Lock-down take 2. Day 34. 2nd December.

I’ve taken a few days off from the daily blogging and to be honest, I feel better for it. Writing every day has been a pleasure and has given me a mission during these rather fraught months but I’ve found it hard to relax.

I’ve barely read anything in 2020 and I still feel guilty when I sit down in the afternoon. It’s as if I need to keep on going, keep on trying, keep on resisting.

As if it’s going to make a difference.

So the past few days I’ve just given myself a bit of slack. We’ve cooked some nice things, drunk some nice wines, I’ve done a few rather ramshackle Instagram Lives, been out for a couple of nice vineyard walks – and not put quite so much pressure on myself. I feel better for that.

The orders for the festive case have been coming in which is lovely. Thank you to all of you who have supported us, it means a lot to us both.

One thing I have learnt this year is that there are always new things to try and new skills to learn. From not knowing what Zoom was in February I’m now running live tastings on-line.

I’m never nervous about what to say, just terrified the technology will let me down. Our internet connection would make most people weep it’s so bad.

Before I open up my meetings I close down every other piece of technology in the house that could possibly slow things down.

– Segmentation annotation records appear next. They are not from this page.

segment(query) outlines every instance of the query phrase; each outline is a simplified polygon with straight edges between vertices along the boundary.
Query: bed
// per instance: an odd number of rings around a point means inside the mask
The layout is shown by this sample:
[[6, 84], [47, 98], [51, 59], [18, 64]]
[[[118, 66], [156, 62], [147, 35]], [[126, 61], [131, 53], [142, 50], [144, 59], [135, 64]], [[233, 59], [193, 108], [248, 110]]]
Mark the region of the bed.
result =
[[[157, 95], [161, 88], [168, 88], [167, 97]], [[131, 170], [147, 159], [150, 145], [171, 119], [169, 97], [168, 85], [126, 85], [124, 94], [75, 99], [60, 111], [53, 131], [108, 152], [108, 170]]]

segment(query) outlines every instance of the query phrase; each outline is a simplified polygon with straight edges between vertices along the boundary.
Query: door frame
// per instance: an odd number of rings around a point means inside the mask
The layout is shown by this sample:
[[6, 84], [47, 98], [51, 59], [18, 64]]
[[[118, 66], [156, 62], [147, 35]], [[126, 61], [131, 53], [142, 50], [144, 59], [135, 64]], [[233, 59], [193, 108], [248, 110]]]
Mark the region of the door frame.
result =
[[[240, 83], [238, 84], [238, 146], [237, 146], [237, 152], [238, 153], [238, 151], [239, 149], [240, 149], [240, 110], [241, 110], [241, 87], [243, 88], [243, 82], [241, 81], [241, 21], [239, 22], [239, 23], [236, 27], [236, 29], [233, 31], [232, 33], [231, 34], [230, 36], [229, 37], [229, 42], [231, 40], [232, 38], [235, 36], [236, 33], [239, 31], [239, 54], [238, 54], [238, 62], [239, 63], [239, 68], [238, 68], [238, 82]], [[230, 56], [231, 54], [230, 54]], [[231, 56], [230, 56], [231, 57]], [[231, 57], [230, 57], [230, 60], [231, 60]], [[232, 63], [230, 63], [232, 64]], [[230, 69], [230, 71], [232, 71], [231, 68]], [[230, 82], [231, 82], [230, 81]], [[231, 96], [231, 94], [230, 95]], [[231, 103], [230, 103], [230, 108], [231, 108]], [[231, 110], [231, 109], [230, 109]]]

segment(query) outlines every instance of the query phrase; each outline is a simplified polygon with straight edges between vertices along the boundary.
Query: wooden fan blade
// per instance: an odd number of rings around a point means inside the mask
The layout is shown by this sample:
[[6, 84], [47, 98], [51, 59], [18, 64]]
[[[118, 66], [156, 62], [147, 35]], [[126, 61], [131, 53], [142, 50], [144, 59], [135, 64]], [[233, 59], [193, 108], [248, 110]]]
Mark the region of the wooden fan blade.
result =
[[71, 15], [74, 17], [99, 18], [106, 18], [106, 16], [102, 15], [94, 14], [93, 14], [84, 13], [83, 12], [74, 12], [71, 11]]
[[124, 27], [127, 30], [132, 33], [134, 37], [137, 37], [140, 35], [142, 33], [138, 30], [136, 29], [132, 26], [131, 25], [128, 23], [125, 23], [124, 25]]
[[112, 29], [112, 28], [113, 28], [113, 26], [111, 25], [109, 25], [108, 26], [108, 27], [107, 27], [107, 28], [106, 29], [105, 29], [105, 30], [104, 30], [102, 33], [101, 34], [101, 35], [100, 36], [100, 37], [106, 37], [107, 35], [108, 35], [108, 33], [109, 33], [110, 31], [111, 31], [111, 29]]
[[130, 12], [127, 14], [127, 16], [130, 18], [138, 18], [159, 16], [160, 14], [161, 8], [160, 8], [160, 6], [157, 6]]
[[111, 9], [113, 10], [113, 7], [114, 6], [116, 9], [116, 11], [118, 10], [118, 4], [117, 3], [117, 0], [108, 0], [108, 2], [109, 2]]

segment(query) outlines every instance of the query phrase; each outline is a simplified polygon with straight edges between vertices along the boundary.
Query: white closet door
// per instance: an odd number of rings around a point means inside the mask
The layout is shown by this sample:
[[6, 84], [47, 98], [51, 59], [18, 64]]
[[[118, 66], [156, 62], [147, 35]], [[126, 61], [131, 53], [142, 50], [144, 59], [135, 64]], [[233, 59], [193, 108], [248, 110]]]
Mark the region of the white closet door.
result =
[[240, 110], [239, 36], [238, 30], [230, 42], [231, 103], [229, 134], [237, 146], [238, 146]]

I wonder what it would have been like in this house if the children had still been of school age and we were all jostling for the same feeble connection.

On the table this week we’ve had:

Pan-fried trout with crispy pancetta served with the lovely Chardonnay Ballades des Dames, rare steak with a wild mushroom, onion, thyme and cream sauce with Le Breton 2019 Cabernet Franc, pink duck breast flavoured with lemon grass, soy and ginger with stir fried vegetables and accompanied by Chateau de Villeneuve’s Vieilles Vignes 2014, garlic and chilli prawns with courgette spaghetti, butternut and lentil daal with a fried egg (no wine) and last but not least, the first of many mince pies.

Ah the good old mince pie. It’s an English thing. That combination of dried fruits and spices cooked in a sweet pastry case. I won’t make one before the first of December and then it’s mince pies all the way until the 31st. Then not a single one until the following year.

Mince pies are available in UK supermarkets from October onwards but for me, it spoils the expectation and seasonality of them to start munching them too early. It’s something to look forward to and marks the start of all things Christmassy.

Nigel eats them in pairs. I try and interchange one mince pie with one clementine in a vain effort not to put on half a kilo a day.

Will let you know how I get on. They go brilliantly with a glass or port or a Cognac by the way.